Goldman Sachs, having weathered the worst of the subprime crisis, is planning to cut up to 15 percent of the workforce in its capital markets and related support units – the latest sign of the broad belt-tightening taking place across Wall Street.

Goldman has fared much better than other Wall Street firms since the credit crisis erupted last summer, but its investment banking revenues are still declining, especially in the US, amid what chief Lloyd Blankfein called “very difficult” market conditions.

According to sources familiar with the matter, the cuts are expected to come in the firm’s capital markets division, which includes investment banking, debt and equity underwriting and merger advice, sources said.

Employees were first notified about the cuts on Monday.

The layoffs come as Goldman reported quarterly profits of $1.5 billion on Tuesday but a decline in revenue growth across nearly all of its capital markets segments.

On the earnings conference call with analysts, Goldman Chief Financial Officer David Viniar said the firm’s overall headcount will grow slightly this year, with most of the growth coming from outside the US.

Goldman now employs about 32,000 people.

The layoffs at Goldman come as news emerged yesterday that Citigroup plans to cut 2,000 more trading and investment-banking jobs than previously announced.

The reductions are on top of about 4,000 disclosed in January, a person familiar with the plan said.

They add up to about 10 percent of the securities division’s 60,000 people and will be spread across offices in New York and London, as well as smaller sites in Asia and Europe, said the person, who declined to be identified because the bank hasn’t formally announced the decision.

Most of the cuts will take place by the end of March.

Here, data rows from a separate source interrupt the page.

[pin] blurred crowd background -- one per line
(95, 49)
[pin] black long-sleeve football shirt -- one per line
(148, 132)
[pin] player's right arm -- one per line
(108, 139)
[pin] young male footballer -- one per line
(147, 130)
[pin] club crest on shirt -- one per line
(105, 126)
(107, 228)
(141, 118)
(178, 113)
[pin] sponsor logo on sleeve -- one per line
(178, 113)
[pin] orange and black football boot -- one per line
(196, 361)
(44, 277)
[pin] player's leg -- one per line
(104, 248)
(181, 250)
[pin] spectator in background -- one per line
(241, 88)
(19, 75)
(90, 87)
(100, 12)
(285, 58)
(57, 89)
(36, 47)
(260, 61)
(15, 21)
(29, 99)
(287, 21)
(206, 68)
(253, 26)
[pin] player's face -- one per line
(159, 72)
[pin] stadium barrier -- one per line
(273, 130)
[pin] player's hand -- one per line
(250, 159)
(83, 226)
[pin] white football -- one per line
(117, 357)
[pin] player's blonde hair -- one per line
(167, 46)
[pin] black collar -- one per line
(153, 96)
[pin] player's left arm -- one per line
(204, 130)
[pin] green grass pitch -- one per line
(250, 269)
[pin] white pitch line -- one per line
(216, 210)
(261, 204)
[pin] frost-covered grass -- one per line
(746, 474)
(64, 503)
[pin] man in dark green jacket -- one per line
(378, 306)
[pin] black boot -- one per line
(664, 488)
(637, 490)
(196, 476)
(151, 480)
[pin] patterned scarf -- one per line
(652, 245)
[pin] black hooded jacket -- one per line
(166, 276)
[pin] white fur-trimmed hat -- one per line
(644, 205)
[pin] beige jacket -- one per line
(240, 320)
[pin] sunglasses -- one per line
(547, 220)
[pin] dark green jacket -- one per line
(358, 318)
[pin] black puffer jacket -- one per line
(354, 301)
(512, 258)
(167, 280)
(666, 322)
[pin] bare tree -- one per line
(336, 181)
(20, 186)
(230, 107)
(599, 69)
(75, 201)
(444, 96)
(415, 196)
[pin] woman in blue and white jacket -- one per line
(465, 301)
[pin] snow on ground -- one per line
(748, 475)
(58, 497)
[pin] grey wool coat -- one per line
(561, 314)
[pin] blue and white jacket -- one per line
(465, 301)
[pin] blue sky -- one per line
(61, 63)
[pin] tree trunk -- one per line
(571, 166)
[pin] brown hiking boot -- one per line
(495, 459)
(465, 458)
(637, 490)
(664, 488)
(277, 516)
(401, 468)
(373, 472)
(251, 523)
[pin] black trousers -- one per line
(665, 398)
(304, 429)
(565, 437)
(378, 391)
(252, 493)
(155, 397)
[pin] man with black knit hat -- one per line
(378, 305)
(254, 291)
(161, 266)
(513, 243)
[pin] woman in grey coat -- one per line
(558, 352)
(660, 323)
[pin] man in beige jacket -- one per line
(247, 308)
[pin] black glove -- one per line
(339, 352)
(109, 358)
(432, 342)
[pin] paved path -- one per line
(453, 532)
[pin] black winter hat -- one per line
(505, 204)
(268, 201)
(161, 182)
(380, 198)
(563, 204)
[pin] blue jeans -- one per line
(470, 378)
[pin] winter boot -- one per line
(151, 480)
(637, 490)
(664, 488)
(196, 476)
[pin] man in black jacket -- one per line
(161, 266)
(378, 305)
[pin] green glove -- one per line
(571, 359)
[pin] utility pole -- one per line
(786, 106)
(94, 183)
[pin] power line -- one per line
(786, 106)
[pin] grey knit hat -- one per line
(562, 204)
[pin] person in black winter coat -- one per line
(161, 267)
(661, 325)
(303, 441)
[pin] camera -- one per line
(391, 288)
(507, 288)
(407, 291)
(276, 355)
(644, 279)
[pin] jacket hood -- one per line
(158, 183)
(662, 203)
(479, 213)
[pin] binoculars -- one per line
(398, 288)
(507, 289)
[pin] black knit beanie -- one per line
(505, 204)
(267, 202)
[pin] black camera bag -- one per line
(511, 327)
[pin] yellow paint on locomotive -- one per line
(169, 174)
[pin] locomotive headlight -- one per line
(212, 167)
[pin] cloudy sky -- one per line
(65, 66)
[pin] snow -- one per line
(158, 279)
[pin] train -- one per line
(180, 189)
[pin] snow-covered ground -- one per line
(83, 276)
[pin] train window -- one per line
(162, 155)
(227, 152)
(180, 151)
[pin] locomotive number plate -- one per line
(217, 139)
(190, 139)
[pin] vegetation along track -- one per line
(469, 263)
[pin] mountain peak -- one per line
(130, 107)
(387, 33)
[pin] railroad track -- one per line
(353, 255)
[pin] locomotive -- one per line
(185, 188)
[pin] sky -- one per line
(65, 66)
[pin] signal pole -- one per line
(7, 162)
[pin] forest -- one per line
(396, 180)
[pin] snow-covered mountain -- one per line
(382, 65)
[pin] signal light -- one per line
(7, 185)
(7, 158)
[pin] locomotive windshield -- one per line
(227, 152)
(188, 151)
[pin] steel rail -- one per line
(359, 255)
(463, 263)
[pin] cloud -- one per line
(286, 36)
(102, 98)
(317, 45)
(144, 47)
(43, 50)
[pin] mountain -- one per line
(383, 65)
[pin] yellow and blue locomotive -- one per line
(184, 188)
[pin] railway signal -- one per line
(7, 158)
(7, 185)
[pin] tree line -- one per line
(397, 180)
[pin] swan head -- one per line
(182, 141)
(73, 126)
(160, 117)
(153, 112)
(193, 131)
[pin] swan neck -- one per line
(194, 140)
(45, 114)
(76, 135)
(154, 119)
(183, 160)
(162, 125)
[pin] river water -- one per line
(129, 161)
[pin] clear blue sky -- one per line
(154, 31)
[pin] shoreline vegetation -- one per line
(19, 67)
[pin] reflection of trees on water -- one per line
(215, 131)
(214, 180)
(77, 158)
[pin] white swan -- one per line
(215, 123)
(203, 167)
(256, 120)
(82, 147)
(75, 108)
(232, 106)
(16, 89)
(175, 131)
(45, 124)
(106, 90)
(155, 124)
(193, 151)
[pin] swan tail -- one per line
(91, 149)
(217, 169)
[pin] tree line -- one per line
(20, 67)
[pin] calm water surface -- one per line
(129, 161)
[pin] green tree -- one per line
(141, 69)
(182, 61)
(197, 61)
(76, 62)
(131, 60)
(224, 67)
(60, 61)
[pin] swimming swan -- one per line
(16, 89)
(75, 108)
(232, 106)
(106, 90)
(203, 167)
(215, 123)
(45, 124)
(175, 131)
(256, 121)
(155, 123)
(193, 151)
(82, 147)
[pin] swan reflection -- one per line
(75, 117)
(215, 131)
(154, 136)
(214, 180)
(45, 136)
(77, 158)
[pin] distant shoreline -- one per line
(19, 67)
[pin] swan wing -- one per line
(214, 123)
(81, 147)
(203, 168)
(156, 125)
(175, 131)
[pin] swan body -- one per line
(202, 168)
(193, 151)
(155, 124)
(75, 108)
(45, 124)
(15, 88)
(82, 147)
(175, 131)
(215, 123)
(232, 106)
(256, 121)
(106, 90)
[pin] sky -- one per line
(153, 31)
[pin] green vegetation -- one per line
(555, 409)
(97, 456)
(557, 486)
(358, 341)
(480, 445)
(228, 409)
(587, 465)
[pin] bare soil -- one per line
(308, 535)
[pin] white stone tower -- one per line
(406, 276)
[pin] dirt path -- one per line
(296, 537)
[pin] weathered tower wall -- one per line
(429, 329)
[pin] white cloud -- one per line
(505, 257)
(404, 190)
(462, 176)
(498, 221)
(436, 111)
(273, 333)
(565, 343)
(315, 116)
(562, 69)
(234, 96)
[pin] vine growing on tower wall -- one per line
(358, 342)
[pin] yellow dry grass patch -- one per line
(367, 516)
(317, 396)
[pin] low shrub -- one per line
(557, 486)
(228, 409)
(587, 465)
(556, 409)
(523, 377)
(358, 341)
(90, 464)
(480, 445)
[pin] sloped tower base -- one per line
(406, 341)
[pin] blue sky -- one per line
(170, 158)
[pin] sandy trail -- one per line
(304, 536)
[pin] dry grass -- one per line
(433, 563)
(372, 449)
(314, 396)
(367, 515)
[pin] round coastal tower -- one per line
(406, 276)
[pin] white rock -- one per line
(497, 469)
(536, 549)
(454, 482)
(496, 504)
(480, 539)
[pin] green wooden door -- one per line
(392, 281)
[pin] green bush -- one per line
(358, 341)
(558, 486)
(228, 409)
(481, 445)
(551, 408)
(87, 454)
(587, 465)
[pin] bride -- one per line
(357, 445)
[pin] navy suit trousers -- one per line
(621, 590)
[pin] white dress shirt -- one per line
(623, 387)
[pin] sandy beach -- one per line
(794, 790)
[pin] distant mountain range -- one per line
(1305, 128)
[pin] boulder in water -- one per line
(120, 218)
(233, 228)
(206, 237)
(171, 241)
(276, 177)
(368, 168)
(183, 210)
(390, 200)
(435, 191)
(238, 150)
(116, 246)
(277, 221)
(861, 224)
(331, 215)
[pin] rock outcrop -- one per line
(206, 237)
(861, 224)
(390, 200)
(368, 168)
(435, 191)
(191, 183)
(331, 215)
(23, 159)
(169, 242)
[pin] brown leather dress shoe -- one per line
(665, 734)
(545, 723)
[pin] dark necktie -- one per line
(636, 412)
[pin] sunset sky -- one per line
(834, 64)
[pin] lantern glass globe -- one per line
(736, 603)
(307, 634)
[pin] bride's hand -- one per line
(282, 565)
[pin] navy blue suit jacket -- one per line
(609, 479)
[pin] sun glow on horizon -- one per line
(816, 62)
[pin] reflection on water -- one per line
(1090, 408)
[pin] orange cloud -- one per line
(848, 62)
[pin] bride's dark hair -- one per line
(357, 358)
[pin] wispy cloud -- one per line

Wall Street firms have fired more than 30,000 employees in the last seven months as the price of mortgage-related assets plummeted.

Citigroup shares have plunged since October, wiping out almost half of the bank’s market value and costing CEO Charles “Chuck” Prince his job. It has also forced his successor, Vikram Pandit, to raise about $30 billion from outside investors.

Pandit, who stepped in last December, says he’s in a “front-to-back” review of the company’s expenses.

In January, the bank said it would take a $337 million after-tax restructuring charge to eliminate 4,200 jobs. Most of those were in the trading and investment-banking division.

Citigroup had 374,000 full-time employees as of Dec. 31.

The company’s institutional clients group, which includes trading and investment banking as well as hedge-fund management, has about 60,000 employees worldwide.

“Each year we identify the bottom 5 percent of performers in the institutional clients group, and some number of these people leave the firm,” the bank said yesterday.